On a big, blustery, blue-sky day last Thursday - 11 full days before the Phillies' season opener - Aramark, Citizens Bank Park's exclusive concessionaire, was putting on quite a spread.
You didn't have to engage your peripheral vision to take in rosy medallions of beef tenderloin, skillets of "true" (though hardly jumbo-lump) Maryland crab cakes, smoked brisket sandwiches primly quartered for sampling, and a new Planet Hoagie offering - hoagies sans their carby rolls.
Fans can now order any hoagie, basically, as a salad. Italian hoagie? Italian salad!
That was just the beginning of the culinary inspirations Aramark was rolling out. I was thinking I might spend the season contentedly grazing, looking up at the action only when cued by a particularly lusty roar of the crowd.
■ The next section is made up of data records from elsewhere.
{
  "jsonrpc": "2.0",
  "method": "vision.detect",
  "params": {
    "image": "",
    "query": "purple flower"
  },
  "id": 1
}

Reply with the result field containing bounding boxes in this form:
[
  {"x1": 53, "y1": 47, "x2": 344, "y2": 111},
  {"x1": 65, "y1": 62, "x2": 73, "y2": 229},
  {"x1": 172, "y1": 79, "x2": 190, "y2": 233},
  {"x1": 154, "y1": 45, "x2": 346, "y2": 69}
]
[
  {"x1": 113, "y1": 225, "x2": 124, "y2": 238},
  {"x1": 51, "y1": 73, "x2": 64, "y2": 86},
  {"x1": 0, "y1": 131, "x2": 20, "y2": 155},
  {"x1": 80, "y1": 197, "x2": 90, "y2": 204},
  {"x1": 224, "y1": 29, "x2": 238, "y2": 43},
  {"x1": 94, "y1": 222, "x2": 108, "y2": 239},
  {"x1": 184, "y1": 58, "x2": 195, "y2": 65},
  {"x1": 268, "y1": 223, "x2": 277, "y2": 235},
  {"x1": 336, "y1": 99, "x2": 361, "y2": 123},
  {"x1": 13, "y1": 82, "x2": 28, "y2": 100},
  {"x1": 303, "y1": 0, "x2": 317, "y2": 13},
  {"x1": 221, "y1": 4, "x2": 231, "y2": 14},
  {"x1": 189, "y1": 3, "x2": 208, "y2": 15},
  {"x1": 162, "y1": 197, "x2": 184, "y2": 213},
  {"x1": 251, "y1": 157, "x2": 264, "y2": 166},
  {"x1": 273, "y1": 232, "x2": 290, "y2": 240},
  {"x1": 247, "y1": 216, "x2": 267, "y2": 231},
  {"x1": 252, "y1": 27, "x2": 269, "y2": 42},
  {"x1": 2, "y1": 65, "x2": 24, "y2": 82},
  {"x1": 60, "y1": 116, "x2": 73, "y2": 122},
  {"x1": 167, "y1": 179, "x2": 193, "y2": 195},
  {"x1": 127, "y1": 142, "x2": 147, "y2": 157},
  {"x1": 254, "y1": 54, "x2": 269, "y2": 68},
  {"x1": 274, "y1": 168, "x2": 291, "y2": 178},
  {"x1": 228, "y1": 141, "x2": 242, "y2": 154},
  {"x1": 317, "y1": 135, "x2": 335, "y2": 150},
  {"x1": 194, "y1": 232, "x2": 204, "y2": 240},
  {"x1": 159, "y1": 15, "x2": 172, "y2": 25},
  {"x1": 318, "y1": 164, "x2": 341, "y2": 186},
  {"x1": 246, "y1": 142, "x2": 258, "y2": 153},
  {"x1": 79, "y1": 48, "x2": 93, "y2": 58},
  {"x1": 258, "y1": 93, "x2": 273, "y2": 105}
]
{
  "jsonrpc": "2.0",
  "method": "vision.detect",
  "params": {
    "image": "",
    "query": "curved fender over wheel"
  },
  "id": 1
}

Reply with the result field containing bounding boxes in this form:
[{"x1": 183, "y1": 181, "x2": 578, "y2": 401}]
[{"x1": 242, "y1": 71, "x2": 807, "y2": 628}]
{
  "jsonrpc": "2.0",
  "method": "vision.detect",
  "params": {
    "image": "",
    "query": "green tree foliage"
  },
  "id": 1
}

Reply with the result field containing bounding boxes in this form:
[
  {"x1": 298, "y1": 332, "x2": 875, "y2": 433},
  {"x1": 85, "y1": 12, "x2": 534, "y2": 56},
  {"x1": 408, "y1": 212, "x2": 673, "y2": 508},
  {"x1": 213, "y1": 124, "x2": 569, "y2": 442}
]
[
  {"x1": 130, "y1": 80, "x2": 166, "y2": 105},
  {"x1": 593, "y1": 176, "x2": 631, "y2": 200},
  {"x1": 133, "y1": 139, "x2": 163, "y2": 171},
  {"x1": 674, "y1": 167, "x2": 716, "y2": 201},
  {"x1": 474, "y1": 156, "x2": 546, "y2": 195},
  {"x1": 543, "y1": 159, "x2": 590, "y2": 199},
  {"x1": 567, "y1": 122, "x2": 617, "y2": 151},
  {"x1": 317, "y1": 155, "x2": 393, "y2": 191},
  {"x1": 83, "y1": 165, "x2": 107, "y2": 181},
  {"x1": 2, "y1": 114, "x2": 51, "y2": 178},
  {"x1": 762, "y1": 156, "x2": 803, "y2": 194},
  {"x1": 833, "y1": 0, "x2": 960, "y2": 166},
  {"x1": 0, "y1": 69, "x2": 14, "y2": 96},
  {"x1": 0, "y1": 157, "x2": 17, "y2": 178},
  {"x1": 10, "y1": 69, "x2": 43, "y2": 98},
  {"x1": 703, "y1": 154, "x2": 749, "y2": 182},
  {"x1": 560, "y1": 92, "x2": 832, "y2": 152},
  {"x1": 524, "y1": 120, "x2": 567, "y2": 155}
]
Then I remembered. This wasn't the stuff - or most of it wasn't - that you get in the cheap-seats sections. (In the "Premium Suites," executive chef Glenn Richmond was promising organic chicken and local Jersey corn. Oops, I haven't been invited.)
The preview buffet was laid out before the TV cameras and the assembled media at the posh Diamond Club Patio, the particular seats that descend therefrom about as good it gets; and at $6,175 the season (plus food), double your average non-club seats.
They fan up from home plate, between the two dugouts. And if you stepped out the door last week, the snap of the flag across the empty, green field and the cottony puff of the clouds above made you palpably hungry, but not for tenderloin so much as for the ump to yell, "Play ball."
It is the 100th anniversary of the debut of "Take Me Out to the Ball Game." So ballpark staffers were recruited to sing a verse with the surprise - to them - assist of Greg "The Bull" Luzinski and Mitch "Wild Thing" Williams, who were on hand to pitch, respectively, their bottled barbecue sauce (decent enough) and salsa (kind of watery).
When they got to "buy me some peanuts and Cracker Jacks," it was pretty clear how much ballpark fare had changed. At the buffet, the single tray of grilled hot dogs was squeezed between dessert towers, and an assortment of pizza pies (kind of insipid).
Actually, hot dogs are still the biggest seller at the stadium. And, all right, they're not exactly a novelty. But may I suggest, frankly: Just because they aren't big with the Diamond Club swells is no reason to waterboard them in those hideous foil shrouds after, say, the third inning.
To give it its due, Aramark is giving some things the old college try. Dessert portions have been dialed down. There's the local corn thing. And building on its award last year from PETA (yes, that's People for the Ethical Treatment of Animals) as the "Most Vegetarian-Friendly Ballpark in North America," the concessionaire has fattened up its meatless menu.
This season even the blokes (or more likely their girlfriends) in the cheap seats won't be limited to last year's "mock steak" sandwich, veggie dogs and Gardenburgers; they'll have the new options of a wheat-gluten "chicken cheesesteak," or a crab-free crab cake just as themeless and weird as its contradictory name.
Why there aren't more actual vegetables at the league-leading vegetarian-friendly ballpark might be a question better left for another day.